海底の先

日常や本、映画などで心が動いた瞬間を文章にします。

娯楽と、芸術と、資本主義

 

「こんなに素敵なものがあるのをたくさんの人に知ってほしい」

その純粋な気持ちでぐわっと行動できる能力のある人があるジャンルに現れてそのジャンルが栄えていくのを見るのはとても気分が良い。

 

「これからも成長していくので、目を離さないでついてきてください!」

常に同じじゃだめだと分かっていて、ガムシャラに頑張る様子はとてもキラキラして見える。

 

エンタメ…娯楽を作る人たちの真摯な気持ちを知っている。そして人気やお金が集まっていないものにも素敵なものがあることも知っている。応援したいというファンの気持ちだって真摯だ。

だからこそいろんなエンタメを見ているとなんだか虚しくなってくる時がある。そのエンタメたちを素晴らしいと思えば思うほど虚しい。結局のところ、限られたパイの奪い合いだからだ。
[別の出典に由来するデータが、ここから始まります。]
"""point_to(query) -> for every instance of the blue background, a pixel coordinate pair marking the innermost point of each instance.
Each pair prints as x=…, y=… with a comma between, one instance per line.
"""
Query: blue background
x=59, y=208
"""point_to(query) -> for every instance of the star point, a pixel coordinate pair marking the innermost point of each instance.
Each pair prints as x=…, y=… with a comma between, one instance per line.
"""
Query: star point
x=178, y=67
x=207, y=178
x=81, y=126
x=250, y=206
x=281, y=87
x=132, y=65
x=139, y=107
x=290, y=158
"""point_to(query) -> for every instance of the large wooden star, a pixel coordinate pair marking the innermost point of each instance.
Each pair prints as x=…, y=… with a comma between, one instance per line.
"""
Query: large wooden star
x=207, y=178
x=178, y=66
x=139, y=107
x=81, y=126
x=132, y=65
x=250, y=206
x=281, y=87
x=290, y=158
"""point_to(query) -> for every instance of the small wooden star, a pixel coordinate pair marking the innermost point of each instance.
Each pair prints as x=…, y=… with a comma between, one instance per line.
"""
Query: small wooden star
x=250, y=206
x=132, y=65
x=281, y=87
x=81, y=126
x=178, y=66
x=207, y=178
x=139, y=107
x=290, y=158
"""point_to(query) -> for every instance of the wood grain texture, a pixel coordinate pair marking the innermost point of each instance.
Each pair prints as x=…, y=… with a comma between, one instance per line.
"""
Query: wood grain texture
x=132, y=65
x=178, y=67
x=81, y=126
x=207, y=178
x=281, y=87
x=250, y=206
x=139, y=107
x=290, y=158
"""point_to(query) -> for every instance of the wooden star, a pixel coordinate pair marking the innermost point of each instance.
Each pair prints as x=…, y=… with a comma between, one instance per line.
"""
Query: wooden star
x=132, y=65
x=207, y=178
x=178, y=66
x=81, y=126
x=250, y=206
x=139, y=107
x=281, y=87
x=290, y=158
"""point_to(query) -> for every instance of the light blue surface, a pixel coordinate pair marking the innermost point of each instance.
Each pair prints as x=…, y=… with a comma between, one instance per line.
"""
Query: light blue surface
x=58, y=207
仕方がない、エンタメというものは観ている人がいないと成立しない。

そのエンタメが伝統芸能だろうとアイドルだろうと小説だろうとなんだろうとみてくれる人を獲得せねばならないという事実は平等にあるのだ。そのジャンルが好きな人というものの人数はだいたいこのくらいと決まっていて、もっと言うなれば日本…世界における人たちが娯楽に使うことのできるお金や時間というものだって決まっているんだろう。その奪い合い。いつまでも続く資本主義の競争の世界。そこで繰り返される同じ言葉たち。私たちが楽しんで救われている娯楽の根本に渦巻く原理にふと虚しくなる。だからこそ今あるものが尊いということもあるんだろうけどね。